National Volunteers Week
This past week was National Volunteers Week. And, an important reminder to honor those who serve others.
Several Era Living communities demonstrated appreciation with gestures of gratitude for residents who volunteer.
Additionally, each Era Living community holds annual rallies as part of the Thrive – mind, body, and spirit program. During Thrive rallies, residents can connect with neighborhood organizations that need volunteers. The matches made are mutually beneficial.
Era Living Residents Volunteer in the Community
Aljoya Mercer Island
Eight months ago, a small group of residents began volunteering once each week at the Pike Place Food Bank. Today, the volunteer group has doubled in size, and is volunteering two days per week.
Aljoya Thornton Place
In 2009, a group of residents decided to grow organic crops at the nearby P-patch. And, donate those crops to the Lake City Community Food Bank. The Aljoya P-patch group has expanded to four P-patch plots. Every year, the gardeners donate several hundred pounds of vegetables, and fruit to folks in need.
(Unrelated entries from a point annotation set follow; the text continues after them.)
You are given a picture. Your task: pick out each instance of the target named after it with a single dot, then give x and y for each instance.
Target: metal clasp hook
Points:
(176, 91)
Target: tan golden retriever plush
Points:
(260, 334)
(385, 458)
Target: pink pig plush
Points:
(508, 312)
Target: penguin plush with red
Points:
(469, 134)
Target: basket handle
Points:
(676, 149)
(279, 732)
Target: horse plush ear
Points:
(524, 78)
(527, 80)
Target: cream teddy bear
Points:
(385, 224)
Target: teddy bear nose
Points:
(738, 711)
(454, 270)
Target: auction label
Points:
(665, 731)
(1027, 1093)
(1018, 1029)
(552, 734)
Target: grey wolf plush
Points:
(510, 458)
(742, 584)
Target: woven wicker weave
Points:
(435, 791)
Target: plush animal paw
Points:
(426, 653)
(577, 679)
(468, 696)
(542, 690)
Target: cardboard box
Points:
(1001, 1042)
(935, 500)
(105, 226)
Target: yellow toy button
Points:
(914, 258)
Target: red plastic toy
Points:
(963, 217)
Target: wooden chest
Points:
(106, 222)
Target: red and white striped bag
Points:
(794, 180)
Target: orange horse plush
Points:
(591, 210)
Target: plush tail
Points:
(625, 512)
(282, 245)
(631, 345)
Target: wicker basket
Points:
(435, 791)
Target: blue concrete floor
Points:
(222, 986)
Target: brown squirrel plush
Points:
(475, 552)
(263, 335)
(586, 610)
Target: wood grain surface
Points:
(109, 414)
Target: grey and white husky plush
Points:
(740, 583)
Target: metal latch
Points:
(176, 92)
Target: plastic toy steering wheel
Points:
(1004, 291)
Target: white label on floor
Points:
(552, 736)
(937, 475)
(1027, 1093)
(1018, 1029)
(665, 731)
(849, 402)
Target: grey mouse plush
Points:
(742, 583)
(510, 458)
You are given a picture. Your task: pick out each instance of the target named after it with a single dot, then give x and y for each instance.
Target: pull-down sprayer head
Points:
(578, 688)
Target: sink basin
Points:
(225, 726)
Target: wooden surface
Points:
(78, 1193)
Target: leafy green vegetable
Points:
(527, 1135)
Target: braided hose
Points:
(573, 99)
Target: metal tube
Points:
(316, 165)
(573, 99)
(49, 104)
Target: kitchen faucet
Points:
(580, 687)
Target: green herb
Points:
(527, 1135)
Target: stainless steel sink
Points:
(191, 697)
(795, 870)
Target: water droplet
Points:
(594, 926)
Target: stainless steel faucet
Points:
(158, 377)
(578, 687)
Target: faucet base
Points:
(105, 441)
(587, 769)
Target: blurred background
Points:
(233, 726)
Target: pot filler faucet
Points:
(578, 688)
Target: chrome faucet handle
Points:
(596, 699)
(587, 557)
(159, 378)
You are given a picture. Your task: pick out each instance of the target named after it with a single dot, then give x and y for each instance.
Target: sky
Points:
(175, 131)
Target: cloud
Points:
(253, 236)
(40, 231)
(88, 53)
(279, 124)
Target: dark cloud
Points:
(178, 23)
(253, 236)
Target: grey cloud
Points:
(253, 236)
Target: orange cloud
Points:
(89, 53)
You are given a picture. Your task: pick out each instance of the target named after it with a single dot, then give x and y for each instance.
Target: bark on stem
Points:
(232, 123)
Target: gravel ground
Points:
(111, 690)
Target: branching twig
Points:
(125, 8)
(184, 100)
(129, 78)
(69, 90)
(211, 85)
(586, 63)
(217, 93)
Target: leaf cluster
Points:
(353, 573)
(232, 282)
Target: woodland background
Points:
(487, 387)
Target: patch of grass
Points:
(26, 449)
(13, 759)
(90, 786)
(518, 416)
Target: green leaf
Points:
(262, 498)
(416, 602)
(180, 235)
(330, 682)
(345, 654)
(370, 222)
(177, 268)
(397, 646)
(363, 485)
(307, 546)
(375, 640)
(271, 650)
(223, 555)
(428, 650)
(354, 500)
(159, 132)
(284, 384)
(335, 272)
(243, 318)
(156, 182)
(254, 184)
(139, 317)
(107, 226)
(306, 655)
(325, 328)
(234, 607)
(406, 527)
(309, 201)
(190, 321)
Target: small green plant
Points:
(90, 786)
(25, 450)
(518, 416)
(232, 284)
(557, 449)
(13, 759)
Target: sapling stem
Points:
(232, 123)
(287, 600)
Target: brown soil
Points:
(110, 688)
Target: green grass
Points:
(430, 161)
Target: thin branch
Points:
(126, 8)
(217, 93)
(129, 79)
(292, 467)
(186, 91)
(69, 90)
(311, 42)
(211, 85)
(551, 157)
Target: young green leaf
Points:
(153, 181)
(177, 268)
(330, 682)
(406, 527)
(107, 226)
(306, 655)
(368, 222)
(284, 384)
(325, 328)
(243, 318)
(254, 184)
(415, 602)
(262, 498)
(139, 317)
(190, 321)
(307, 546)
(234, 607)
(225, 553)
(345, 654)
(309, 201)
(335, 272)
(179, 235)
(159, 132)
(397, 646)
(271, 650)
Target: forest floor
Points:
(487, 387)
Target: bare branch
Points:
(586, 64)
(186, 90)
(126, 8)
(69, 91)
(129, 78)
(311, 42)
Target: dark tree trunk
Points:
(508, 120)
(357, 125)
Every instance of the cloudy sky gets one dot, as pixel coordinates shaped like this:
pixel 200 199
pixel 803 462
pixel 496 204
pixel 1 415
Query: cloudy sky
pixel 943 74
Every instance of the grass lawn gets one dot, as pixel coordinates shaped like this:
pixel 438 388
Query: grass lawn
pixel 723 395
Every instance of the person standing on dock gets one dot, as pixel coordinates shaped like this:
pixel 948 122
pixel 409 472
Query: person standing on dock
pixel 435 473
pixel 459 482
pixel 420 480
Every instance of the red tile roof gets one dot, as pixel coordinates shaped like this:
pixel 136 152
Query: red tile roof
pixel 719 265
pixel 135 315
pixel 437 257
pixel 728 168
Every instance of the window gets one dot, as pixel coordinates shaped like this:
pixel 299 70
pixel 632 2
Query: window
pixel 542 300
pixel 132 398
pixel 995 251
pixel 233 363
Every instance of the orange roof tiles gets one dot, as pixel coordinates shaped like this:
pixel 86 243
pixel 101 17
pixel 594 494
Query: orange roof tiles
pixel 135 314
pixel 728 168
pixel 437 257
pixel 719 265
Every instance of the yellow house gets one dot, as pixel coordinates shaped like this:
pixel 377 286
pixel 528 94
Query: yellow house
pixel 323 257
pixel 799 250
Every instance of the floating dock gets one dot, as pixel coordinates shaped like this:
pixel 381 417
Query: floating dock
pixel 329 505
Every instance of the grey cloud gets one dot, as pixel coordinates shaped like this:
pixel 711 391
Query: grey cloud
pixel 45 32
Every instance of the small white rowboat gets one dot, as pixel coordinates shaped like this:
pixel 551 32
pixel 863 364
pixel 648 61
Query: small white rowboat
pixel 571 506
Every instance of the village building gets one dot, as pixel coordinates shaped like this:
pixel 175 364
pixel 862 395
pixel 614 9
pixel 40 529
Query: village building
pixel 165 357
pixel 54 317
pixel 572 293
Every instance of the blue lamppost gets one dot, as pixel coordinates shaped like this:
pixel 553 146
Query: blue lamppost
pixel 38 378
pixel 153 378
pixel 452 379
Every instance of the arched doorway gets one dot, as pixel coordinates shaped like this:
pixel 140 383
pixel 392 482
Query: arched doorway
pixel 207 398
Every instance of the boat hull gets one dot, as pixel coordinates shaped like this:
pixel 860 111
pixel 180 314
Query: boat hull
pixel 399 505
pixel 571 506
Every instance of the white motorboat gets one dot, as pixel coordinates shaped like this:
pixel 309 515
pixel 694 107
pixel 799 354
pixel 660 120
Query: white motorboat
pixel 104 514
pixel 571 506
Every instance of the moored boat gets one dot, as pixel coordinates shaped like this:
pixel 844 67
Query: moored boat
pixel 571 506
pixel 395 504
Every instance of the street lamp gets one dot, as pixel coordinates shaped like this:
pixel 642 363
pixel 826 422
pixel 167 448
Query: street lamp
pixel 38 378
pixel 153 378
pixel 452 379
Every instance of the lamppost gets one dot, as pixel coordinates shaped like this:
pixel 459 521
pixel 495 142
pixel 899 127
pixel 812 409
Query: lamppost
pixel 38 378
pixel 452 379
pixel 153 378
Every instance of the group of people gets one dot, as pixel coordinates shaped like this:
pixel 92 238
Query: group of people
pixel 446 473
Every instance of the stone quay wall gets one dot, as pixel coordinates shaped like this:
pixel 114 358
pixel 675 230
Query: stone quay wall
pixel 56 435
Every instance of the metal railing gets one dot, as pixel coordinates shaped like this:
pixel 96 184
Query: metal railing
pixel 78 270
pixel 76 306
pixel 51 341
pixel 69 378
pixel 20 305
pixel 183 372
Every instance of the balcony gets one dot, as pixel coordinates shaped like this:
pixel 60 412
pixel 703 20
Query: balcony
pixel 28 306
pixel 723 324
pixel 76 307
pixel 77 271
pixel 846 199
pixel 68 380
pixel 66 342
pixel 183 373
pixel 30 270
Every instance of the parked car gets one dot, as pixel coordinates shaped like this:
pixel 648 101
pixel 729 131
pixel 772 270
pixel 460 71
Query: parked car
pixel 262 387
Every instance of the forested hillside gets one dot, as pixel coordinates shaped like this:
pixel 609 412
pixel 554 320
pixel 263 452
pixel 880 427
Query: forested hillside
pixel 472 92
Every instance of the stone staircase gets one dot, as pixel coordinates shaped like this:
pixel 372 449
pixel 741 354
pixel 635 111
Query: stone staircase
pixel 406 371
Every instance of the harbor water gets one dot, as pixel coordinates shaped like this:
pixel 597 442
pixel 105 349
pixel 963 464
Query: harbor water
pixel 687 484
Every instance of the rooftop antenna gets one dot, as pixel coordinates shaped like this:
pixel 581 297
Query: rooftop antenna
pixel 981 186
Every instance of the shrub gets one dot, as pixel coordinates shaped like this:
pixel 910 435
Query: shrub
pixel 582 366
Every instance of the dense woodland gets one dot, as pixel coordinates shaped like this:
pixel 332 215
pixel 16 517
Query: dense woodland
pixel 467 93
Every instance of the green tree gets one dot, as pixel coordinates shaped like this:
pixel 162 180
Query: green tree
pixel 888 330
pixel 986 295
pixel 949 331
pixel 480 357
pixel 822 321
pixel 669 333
Aljoya residents also support Thornton Creek Restoration. Furthermore, they serve as docents, and provide educational tours, talks, and take-home information to their north Seattle neighbors.
Ida Culver House Broadview
Summer can be hard for children in low income households. And, these kids often depend on schools for breakfast and lunch. The staff at Ida Culver House Broadview organizes food, and school supplies drives each summer in partnership with the Seattle Public Schools. Resident volunteers organize, and stuff backpacks before school begins.
Ida Culver House Ravenna
Ida Culver Ravenna residents partner with three near-by groups. Residents help Westside Baby by knitting blankets, and sorting through donated clothing. Young neighbors from St. Bridget’s Assumption school visit often help with reading, and school projects. Residents also volunteer at the University District Food Bank.
The Gardens at Town Square
An all-star group of knitters, who call themselves the Knit Wits, began making blankets, shawls, hats and scarves for homeless women and children a decade ago. Their circle has grown. Today, they knit 500 items per year. The knitted items are given to homeless people who seek food, and shelter at Mary’s Place, Hopelink, LifeWire, The Sophia Way, and Aurora Commons. Also, residents volunteer with Bellevue Public Schools, through Master Gardeners, and with Seattle Humane Society.
Caring for neighbors makes us good neighbors. When residents at The Lakeshore learned the near-by fire station lacked supplies they decided to help out. Every month, residents at The Lakeshore produce a fundraising event for King County Fire and Rescue. And, they have funded everything from aid car supplies to a lifesaving raft.
University House Issaquah
Poverty is not the first word that comes to mind when most of us think of the Eastside. Yet, the Issaquah Food & Clothing Bank serves thousands of families, children, and older adults. Volunteers from University House Issaquah help by organizing and packing food, serving meals, and fundraising to support this valuable community resource. Similarly, many residents volunteer with Eastside Baby Corner. Eastside Baby Corner ensures that babies begin life with adequate food, clothing, beds, and safety equipment.
Volunteer Work Supports Good Health
Neuroscientists have proven that giving is a powerful pathway for creating more personal joy, and improving overall health. The brain releases, what scientists call, the happiness trifecta of dopamine, serotonin, and oxytocin when volunteers experience joy.
Additionally, these powerful neorochemicals have a positive affect on mood, sleep, appetite, even stress.
“For older adults social interaction is key to staying healthy, and enjoying life,” says Cliff Warner who directs the Thrive program for Era Living.“There are volunteer coordinators in every Era Living community. They make getting out, and volunteering easy for our residents. It’s a win-win.”